We did not see much of each other du
ring the first few days because I was back at work and he would not come to Viola’s in the evening, for fear of running into Jamie, to whom he was absolutely devoted but never wanted to see. He still refused to put his life at risk by dining at the Green Man and on the single occasion when he had enticed me into the Grill Room of the Royal Metropolitan, which conformed in scale and spirit to St Pancras Station, although the food was unexpectedly good and the wine exceptionally so, I found the heavy, muted atmosphere so overpowering as to destroy the appetite.
So with a view to breaking out of this impasse, I suggested that on Saturday we should go for a picnic. I had been prepared for a stream of opposition to this proposal, which is exactly what I got.
He began by asking whether, since neither of us had a car, I was planning to spread out the cloth in a bus shelter.
‘Not at all,’ I replied. ‘Some quiet spot on the beach is what I had in mind.’

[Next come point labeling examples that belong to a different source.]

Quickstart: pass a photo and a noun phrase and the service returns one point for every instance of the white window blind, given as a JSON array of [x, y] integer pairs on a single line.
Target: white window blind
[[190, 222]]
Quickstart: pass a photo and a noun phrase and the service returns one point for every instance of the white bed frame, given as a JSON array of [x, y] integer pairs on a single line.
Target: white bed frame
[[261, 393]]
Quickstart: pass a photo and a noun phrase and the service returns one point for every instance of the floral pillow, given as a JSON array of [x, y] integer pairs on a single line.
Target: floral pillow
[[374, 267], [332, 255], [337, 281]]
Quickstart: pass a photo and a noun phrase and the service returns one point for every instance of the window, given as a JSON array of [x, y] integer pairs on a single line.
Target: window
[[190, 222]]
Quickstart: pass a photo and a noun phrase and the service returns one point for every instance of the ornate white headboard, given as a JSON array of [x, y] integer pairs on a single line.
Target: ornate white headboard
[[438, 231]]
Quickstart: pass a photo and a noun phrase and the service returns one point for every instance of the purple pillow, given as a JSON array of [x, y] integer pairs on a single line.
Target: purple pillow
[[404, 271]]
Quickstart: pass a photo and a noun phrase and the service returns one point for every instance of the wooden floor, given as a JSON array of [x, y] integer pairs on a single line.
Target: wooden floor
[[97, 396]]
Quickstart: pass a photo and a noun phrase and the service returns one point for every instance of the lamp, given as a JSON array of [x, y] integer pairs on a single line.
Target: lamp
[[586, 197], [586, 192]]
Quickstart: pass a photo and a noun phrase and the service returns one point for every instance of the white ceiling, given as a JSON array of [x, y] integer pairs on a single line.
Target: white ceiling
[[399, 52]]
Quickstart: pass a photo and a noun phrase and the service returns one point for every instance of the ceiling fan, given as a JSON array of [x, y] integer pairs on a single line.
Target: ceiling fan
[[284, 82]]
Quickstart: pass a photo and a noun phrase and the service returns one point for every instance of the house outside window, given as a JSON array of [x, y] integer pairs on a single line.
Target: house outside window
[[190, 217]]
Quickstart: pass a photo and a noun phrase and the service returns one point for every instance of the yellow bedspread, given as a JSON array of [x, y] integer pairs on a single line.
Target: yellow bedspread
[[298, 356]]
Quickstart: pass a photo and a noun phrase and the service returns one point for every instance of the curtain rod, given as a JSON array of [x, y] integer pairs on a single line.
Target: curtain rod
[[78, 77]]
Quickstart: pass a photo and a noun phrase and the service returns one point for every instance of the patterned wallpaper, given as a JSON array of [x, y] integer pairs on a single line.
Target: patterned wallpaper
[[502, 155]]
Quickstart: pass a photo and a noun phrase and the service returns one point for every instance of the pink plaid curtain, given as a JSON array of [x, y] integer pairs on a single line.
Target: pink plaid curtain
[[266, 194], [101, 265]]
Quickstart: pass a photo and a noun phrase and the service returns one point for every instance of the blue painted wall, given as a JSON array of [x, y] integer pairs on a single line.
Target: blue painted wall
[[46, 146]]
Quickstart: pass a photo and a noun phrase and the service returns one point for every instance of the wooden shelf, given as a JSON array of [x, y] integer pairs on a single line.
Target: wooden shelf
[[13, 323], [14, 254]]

‘Are you raving? In case you haven’t taken a look at the beach recently, allow me to tell you that at no time during the daylight hours is it occupied by less than three quarters of a million people.’
‘Not that beach, I was thinking of one a bit further along. It’s called Rocky Cove and it’s at the bottom of Viola’s cliff.’
‘In that case, you have doubtless arranged for a helicopter to take us down there?’
‘No, that won’t be necessary. You see, Jamie arrived at Viola’s yesterday before she got home, so I was able to consult him in depth and this cove is not nearly so inaccessible as you’d imagine. All you have to do is walk downhill towards the town for about a hundred yards and you’re practically on sea level. Then you walk back along the beach again and there you are!’